Any thoughts on using swing top bottles for Dragon's Blood? I have half a dozen of them from Ikea and am short on corked bottles.

Thanks!


----------



## willie (Apr 18, 2016)

MrsJones said:


> Any thoughts on using swing top bottles for Dragon's Blood? I have half a dozen of them from Ikea and am short on corked bottles.
> 
> Thanks!
> 
> View attachment 28614



I would say as long as they keep the air out then by all means go for it. And you can always store them in the frig. to drink first. 
I enjoy reading your posts with interest about the different DB's your making and you sure got it going. 

Will


----------



## MrsJones (Apr 18, 2016)

Thanks for weighing in on the bottles! I'll be sure to keep the DB thread updated on my latest concoction


----------



## barbiek (Apr 19, 2016)

As long as the gasket is airtight. They keep beer carbonated! Don't forget to post a pic when filled


----------



## MrsJones (Apr 19, 2016)

Will do! Thanks!


----------



## Mismost (Apr 19, 2016)

I've got 5 gallons of cider & beer bottled in them right now and have used them for wine in the past that got drank pretty fast.


----------



## roger80465 (Apr 19, 2016)

A friend gave me about 6-7 cases of those bottles.

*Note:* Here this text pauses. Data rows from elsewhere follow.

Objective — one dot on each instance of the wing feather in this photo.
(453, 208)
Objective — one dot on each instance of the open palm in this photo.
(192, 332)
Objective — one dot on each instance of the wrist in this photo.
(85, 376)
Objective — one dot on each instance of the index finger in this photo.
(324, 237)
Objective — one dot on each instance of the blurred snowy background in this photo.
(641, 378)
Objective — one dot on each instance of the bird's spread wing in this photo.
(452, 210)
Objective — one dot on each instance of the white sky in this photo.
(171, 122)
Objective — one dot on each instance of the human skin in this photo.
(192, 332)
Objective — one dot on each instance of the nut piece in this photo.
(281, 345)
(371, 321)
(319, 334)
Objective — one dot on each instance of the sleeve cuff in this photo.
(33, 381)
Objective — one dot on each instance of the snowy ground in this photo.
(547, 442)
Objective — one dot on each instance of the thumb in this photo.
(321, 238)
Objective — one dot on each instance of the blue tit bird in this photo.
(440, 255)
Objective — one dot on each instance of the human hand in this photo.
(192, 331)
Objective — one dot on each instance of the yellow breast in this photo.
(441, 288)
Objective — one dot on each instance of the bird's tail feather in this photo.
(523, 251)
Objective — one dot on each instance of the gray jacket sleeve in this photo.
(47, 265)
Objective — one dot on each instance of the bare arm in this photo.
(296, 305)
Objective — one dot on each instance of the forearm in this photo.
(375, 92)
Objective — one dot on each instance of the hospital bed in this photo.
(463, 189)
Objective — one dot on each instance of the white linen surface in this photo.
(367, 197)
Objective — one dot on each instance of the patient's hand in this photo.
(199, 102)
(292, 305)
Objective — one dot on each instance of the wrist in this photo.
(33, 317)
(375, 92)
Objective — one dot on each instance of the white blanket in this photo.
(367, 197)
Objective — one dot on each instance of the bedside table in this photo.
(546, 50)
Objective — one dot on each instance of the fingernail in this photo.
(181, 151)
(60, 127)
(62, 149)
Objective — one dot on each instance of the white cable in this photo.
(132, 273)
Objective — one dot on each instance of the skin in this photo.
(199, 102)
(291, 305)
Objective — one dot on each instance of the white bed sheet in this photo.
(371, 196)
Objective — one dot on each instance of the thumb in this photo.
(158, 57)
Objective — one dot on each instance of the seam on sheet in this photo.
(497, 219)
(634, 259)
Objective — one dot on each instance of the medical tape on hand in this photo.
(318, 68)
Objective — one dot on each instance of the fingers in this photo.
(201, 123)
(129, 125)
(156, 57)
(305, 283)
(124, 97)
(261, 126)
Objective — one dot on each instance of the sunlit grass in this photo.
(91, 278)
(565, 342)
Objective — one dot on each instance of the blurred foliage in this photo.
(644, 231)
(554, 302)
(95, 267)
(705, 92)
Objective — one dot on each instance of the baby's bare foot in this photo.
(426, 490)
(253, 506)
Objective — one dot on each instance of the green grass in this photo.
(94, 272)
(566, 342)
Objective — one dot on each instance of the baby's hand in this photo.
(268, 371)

I thought I was in heaven until I realized the wine doesn't age/mature well (or at all, for that matter) in them. The condition of your wine at bottling will likely be the same as it will be in 6 months or 3 years. I continue to use the bottles but I cork them for storage. I use the flip top for leftover wine.


----------



## FTC Wines (Apr 19, 2016)

I have been using swing tops for Skeeter Pee for years. They work great! Ideal for picnics, Boating , etc. had the SP in them at least 6 months with no issues. Roy


----------



## Noontime (Apr 20, 2016)

I used them for a few wines, but noticed an off flavor. I got it in my head it was the rubber gasket, but I can't confirm that (it was pretty early on in my wine making so could've just been me making bad wine). Like Roger I still use the bottles, but cork them.


----------



## MrsJones (Apr 21, 2016)

I wouldn't have thought to cork them! Thanks for that tip!


----------



## Noontime (Apr 21, 2016)

Make sure you use the appropriate size cork, but they work great. We usually use a few of them each batch, so we have smaller containers to sample and enjoy the first year or so.


----------



## MrsJones (Sep 14, 2016)

The swing tops worked great! We used a couple of them and drank then first but even kept the wine fresh for two days or so u till we finished the bottle.


----------